Playing a sound file using the Default Output Audio Unit

Playing an audio file through Core Audio gives more flexibility on how audio data can be used. Core Audio removes several limitations that the Sound Manager imposes on audio in Mac OS X. Audio can now have higher resolutions and improved performance when processed using Core Audio. The Core Audio APIs provide easy interfaces to the hardware, codecs, and audio data giving a programmer a wide range of opportunities to be creative and produce quality audio.

This technote gives a walk through of how to play a small audio file without using the Public Utility C++ classes included in the Core Audio SDK. The purpose of this document is to expose the programmer to some essential Core Audio concepts using the Default Output Audio Unit. It covers usage of Audio Units, Audio Converters, and some Core Audio data structures used for holding audio data.





Playing a sound file through Core Audio requires learning a few basic concepts. One of the most important concepts to understand is the role of an AudioUnit within Core Audio.

AudioUnits are a single processing unit that either is a source of audio data (for example, a software synthesizer), a destination of audio data (for example an AudioUnit that wraps an audio device), or both a source and destination, for example a DSP unit, such as a reverb, that takes audio data and processes or transforms this data. For more information on Audio units please refer to Audio and MIDI on Mac OS X .

This example will use an AudioUnit and an AudioConverter to convert audio data from a file format so it can be played and managed by Core Audio.

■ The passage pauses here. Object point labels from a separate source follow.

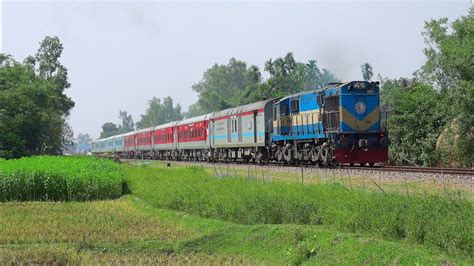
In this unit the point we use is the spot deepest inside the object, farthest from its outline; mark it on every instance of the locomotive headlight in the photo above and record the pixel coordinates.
(384, 142)
(360, 107)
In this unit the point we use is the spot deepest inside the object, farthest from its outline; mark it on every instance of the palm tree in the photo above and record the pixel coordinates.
(269, 67)
(290, 63)
(255, 74)
(367, 71)
(280, 67)
(312, 74)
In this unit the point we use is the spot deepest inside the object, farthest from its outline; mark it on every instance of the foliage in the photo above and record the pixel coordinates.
(33, 105)
(367, 71)
(109, 129)
(160, 112)
(445, 222)
(449, 67)
(59, 179)
(83, 139)
(221, 85)
(416, 118)
(127, 124)
(440, 99)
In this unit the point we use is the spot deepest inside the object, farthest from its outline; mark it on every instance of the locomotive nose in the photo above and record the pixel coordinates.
(363, 143)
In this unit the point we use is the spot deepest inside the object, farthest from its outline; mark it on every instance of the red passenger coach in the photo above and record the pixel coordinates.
(193, 142)
(163, 136)
(129, 144)
(164, 146)
(193, 132)
(144, 142)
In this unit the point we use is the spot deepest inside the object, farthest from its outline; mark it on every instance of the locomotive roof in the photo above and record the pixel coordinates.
(194, 119)
(332, 85)
(169, 124)
(143, 130)
(242, 109)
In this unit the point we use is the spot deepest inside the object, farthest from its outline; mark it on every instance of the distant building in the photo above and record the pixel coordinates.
(83, 148)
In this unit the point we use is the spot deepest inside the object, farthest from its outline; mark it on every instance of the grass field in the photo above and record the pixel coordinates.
(143, 228)
(59, 178)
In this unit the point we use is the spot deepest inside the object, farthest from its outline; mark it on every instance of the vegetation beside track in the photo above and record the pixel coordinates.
(445, 222)
(141, 228)
(130, 231)
(55, 178)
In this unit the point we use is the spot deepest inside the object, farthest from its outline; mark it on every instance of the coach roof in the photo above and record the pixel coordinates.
(242, 109)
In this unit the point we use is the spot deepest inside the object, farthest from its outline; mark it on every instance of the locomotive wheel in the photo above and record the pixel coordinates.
(288, 156)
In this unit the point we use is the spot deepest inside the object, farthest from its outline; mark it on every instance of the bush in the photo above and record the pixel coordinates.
(446, 222)
(49, 178)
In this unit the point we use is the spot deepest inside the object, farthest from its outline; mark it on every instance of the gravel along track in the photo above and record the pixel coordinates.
(387, 178)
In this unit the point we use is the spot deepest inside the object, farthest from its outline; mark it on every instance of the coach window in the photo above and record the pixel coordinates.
(294, 106)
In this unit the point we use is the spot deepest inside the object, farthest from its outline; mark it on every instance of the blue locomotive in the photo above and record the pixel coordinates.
(340, 123)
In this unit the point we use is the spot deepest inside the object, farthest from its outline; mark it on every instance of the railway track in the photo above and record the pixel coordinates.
(433, 170)
(465, 172)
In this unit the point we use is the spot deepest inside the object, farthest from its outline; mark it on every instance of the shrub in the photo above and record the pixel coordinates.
(446, 222)
(55, 178)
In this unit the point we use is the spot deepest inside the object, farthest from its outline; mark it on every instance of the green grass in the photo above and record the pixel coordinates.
(443, 222)
(186, 216)
(130, 231)
(54, 178)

Setting up the Default Output AudioUnit

AudioUnits are used for a variety of purposes; to generate, process, receive, or otherwise manipulate streams of audio. They can either be a source of data (for example, a software synthesizer), a destination of audio data (for example an AudioUnit serves as an interface to a Audio Device) or both. They are building blocks that may be used singly or connected together to form an audio signal graph. An AudioUnit is also a component, which is a piece of code that provides a defined set of services to one or more clients. A predefined AudioUnit in the AudioUnit framework is the Default Output AudioUnit, which is an interface to the device selected by the user in the sound preference panel. This AudioUnit can easily be constructed by using a ComponentDescription.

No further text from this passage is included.